AMERICA'S big-city school systems are getting new overseers.
In New Jersey it's the state. It took over the Jersey City, Newark and Paterson school districts in the face of chaos and mismanagement.
In Washington it's the congressionally created financial control board. It just threw out the superintendent and school board and put its own team in charge.
In Boston, New York, Denver, Chicago and probably Cleveland next year, the mayors are moving to reassert some if not all the power over schools that city halls relinquished early in this century.
Little of this would be occurring if the urban schools were educating kids well. Spasmodic reform efforts notwithstanding, overwhelming evidence says they're not. Even teachers in city schools seem to agree: In Baltimore, 43.6 percent of teachers' own children are enrolled in private schools. In New Orleans the number is 45.5 percent; in Detroit, 36.2 percent; in Cleveland, 52.8 percent.
Even so, public schools continue to eat up more public revenue than the rest of local government combined. Some schools perform superbly. But thousands turn out students so deficient in language, math and problem-solving skills that they're almost predestined to failure in today's economy.
That, in turn, darkens cities' own economic prospects. Small wonder the cries mount for change. But a first question needs to be asked: Why are urban (and increasingly inner-ring suburban) schools in such straits?
Some say it's the students -- that more and more are growing up in abject poverty or close to it, often from socially chaotic homes, sometimes raised by aunts or uncles or grandparents or in foster homes. Too many lack the social skills or intellectual tools to learn effectively.
Largely absent for today's youngsters are the strong churches, the boys' and girls' clubs, the extended families, the "eyes on the street" neighborhoods that acted as mediating and nurturing institutions in the cities of yesteryear.

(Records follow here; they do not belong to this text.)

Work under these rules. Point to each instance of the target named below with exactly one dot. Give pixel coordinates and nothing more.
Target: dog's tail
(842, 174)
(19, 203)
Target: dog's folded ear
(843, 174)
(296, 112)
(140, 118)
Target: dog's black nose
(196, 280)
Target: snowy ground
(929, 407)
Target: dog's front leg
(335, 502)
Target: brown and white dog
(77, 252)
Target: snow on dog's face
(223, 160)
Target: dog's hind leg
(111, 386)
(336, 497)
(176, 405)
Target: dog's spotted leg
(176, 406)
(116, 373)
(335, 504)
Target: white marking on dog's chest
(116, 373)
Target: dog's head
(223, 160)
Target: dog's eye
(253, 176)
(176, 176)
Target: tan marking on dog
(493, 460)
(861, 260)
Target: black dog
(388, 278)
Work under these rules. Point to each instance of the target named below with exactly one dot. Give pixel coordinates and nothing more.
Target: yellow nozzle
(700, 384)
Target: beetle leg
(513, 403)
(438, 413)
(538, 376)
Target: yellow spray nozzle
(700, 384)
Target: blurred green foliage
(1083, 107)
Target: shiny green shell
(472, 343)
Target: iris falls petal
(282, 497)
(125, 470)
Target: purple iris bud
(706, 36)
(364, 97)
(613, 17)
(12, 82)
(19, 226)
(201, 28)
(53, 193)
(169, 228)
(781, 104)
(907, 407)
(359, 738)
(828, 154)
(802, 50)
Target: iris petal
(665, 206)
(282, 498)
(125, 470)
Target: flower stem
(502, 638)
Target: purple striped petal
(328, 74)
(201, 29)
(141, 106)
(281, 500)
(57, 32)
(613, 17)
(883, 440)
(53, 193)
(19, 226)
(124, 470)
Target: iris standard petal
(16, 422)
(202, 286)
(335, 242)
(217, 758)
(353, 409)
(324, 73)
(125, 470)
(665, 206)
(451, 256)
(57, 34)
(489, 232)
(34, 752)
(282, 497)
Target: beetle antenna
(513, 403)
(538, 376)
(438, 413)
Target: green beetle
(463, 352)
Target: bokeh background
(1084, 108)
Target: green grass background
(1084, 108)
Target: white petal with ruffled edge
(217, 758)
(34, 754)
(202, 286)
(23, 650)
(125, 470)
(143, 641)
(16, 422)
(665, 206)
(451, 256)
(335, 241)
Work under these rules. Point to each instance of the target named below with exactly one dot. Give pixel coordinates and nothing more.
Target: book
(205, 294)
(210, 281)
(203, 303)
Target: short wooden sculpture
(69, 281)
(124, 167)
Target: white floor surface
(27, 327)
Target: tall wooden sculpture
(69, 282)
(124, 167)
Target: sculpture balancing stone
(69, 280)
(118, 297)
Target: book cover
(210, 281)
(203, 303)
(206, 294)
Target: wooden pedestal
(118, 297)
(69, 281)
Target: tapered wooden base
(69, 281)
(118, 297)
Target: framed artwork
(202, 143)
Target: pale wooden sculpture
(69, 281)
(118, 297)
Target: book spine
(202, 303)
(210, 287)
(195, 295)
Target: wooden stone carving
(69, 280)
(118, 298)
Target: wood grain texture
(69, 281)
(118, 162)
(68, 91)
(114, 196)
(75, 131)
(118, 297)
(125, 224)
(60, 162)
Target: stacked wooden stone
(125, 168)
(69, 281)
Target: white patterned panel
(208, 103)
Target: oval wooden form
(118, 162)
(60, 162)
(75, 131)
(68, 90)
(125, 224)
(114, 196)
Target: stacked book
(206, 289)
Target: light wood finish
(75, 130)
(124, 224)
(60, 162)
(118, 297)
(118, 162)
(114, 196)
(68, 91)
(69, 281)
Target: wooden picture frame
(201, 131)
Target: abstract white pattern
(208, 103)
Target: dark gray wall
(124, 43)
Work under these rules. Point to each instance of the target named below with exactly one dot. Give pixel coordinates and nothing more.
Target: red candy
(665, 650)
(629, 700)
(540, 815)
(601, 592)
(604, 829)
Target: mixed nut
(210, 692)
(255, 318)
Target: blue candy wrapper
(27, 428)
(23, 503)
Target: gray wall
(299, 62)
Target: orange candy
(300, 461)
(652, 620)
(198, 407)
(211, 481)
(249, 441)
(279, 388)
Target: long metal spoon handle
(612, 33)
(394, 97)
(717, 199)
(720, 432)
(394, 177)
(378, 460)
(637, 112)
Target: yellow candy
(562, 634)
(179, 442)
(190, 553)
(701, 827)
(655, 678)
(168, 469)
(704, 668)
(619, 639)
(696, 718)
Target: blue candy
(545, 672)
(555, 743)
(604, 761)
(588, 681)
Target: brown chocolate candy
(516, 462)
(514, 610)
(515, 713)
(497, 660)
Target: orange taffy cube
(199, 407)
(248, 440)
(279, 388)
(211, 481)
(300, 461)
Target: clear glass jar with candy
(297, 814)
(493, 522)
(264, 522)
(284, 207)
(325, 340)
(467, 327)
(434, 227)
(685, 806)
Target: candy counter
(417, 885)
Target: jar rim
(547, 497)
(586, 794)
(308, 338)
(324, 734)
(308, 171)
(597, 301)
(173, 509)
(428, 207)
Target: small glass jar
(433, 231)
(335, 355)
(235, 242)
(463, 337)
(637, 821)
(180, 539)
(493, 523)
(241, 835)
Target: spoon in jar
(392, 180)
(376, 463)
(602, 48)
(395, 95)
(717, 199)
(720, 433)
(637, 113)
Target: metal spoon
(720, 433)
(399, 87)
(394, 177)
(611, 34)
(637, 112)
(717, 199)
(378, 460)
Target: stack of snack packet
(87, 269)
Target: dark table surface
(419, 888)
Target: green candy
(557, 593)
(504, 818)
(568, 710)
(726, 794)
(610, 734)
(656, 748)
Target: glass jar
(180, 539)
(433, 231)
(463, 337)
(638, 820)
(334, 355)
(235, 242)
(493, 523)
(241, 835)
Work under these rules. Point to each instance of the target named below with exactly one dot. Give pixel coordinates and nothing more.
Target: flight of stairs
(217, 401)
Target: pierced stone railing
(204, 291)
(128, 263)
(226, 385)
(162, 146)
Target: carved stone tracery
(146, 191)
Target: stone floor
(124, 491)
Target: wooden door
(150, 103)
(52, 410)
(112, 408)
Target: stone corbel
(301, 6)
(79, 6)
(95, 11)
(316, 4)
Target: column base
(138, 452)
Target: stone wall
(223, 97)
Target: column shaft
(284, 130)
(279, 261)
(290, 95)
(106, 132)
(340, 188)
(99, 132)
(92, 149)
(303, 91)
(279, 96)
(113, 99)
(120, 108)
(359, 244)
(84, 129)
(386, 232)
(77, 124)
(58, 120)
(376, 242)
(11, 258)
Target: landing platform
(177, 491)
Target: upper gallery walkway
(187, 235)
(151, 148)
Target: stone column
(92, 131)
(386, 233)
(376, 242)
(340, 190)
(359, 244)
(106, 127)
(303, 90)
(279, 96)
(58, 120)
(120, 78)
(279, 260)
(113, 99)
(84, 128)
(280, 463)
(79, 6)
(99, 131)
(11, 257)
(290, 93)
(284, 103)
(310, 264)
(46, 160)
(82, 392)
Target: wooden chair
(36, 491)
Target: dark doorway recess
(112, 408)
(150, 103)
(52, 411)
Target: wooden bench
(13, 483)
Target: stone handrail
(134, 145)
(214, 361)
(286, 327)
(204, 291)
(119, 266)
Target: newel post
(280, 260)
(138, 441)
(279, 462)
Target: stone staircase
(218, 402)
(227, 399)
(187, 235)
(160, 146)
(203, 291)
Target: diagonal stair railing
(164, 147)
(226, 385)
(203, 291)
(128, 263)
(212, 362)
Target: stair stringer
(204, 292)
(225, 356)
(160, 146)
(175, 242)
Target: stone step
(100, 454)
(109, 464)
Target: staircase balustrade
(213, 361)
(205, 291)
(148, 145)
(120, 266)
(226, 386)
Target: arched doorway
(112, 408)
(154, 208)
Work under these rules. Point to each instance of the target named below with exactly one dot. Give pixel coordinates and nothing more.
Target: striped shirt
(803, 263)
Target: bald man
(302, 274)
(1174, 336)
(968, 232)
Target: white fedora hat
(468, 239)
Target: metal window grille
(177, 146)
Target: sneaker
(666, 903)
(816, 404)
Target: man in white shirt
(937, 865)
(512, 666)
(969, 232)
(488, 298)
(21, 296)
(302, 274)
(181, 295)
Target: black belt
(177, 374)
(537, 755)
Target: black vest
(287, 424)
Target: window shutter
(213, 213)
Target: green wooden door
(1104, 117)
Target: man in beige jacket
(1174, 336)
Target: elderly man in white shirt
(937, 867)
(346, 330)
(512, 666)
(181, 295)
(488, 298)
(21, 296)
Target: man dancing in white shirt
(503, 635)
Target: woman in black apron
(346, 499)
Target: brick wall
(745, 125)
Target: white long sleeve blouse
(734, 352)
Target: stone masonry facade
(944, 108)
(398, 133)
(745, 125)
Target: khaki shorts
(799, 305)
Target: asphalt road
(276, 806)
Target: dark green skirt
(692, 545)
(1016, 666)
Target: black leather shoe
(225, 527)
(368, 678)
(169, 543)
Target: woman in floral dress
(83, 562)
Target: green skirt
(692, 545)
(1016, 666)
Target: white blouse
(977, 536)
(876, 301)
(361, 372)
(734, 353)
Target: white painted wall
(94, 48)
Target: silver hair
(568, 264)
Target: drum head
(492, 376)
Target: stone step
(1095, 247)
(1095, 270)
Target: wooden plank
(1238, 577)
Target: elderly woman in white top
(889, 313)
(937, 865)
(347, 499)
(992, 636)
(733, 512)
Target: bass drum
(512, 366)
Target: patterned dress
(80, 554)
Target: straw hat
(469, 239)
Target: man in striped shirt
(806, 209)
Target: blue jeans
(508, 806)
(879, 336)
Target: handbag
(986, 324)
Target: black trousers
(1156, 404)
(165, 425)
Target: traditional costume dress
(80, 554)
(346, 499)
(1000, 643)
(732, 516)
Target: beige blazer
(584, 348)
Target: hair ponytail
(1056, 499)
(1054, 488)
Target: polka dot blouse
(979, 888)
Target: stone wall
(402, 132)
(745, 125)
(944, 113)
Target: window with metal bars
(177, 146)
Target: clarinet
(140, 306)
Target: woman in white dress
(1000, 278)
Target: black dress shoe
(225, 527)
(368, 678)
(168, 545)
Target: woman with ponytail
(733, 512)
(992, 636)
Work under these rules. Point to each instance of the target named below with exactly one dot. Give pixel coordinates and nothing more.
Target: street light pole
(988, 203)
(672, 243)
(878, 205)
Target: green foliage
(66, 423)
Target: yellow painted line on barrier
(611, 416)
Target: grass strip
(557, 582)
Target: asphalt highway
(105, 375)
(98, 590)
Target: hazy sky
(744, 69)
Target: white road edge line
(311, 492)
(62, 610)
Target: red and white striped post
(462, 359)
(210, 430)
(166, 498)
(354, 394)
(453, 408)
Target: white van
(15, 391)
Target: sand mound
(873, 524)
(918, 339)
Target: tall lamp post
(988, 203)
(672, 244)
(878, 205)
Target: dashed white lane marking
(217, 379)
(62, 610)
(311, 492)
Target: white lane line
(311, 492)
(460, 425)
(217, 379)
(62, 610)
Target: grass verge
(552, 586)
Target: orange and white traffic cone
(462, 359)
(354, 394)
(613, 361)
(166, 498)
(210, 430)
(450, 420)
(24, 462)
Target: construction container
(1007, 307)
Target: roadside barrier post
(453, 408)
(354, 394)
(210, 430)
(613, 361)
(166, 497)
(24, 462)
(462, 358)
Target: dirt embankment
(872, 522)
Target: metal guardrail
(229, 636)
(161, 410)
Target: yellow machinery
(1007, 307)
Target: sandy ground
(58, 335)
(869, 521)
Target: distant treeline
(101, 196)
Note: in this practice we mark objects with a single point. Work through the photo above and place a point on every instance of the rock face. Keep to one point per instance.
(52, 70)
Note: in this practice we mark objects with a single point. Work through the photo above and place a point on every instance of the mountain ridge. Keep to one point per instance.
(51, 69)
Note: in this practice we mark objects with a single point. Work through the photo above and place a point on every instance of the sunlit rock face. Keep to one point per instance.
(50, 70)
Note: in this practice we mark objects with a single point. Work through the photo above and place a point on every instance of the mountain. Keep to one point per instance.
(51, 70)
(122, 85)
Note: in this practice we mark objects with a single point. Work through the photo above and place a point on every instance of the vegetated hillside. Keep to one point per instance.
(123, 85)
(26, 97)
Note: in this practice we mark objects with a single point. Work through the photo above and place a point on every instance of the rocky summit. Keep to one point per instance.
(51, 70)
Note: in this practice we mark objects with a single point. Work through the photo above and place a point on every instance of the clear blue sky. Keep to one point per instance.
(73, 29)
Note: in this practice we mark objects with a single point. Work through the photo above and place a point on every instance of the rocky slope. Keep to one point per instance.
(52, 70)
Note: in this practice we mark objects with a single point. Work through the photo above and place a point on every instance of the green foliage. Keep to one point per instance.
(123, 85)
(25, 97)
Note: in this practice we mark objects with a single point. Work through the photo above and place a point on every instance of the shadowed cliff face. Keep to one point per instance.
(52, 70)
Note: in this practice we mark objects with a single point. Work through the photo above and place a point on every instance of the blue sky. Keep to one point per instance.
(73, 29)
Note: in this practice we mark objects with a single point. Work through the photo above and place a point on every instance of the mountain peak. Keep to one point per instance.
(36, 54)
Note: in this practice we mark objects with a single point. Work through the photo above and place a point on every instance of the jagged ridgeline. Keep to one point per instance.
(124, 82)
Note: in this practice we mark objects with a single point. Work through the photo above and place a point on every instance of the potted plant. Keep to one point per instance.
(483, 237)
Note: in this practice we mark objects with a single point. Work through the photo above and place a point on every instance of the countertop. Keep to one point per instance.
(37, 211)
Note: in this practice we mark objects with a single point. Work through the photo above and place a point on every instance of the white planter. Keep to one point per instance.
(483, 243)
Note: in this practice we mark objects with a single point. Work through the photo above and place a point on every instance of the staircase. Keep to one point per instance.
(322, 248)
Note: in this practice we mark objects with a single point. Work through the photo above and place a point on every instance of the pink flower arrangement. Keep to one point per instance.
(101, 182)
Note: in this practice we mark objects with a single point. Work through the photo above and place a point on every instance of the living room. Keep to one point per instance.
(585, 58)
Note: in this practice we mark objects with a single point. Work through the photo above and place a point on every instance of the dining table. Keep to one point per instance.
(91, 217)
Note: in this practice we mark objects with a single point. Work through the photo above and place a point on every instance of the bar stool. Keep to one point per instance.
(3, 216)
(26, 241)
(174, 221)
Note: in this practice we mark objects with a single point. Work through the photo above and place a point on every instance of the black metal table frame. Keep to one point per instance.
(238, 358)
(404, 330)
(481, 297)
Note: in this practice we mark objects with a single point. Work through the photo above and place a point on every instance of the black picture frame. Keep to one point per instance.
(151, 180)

Then there's the fact that 70 percent of mothers of America's school-age children are in the work force, with day care often beyond the reach of lower-wage earners. That makes one worry, notes Michael Usdan, president of the Institute for Educational Leadership: "Just who is taking care of youngsters up to age 18 during the 91 percent of their time when they are not in school?"
A move to integrate schools with government and its agencies makes sense. How else are kids to get the mix of nutrition and medical programs, recreation outlets, family counseling and extended school-day care they need to be ready to learn?
A key component of Kentucky's widely heralded comprehensive reform initiative, notes Mr. Usdan, is its creation of family-resource centers for each school serving substantial numbers of poor children. Maybe urban school systems are doomed to failure until those kinds of community-based connections are made and increased.
But then one runs up against the next huge obstacle: the remarkably separate, unconnected culture of many teachers, school boards and school bureaucracies.
Most of the teachers are taught in separate schools of education, sealed off from the schools of social work, public health or criminology. School-board elections often are held at separate times from most elections, resulting in low turnouts and susceptibility to union or other special-group control. Surveys show that school-board members feel isolated from local government and its services.
It's a "culture of isolation and separatism," says Mr. Usdan, that will not make it easy to unite the schools with general-purpose government. And it creates a real dilemma for the future. For what comes after the wave of state takeovers, control boards and mayoral controls?
An outside authority is obviously positioned to reduce layers of bureaucracy, clean up pockets of corruption, start repairing dilapidated schools and building new ones. It can try to force schools to work more closely with parks and recreation and social services. It can even be tougher with unions than a regular school board. And it can insist on the stricter school discipline the public so clearly wants.
But there's no proof -- not yet, anyway -- that any state or mayoral takeover has resulted in substantially better student performance.
And once the special authority's time is up, or the mayor gets diverted by other priorities, will the lumbering school bureaucracies and isolated education worlds just revert to their normally mediocre performance?
If so, what happens to the students? And what happens to the social fabric, to all the future hopes of the cities?
This is why, in the swirl of debate about vouchers and school choice, charter and contracted schools, there's the germ of an idea, the makings of a new system, struggling to be born.
Normal politics says the entrenched forces of the education world and its bureaucracies will prevail. But the imperatives of cities' survival dictate we can't settle for that.
Neal R. Peirce writes a column on state and urban affairs.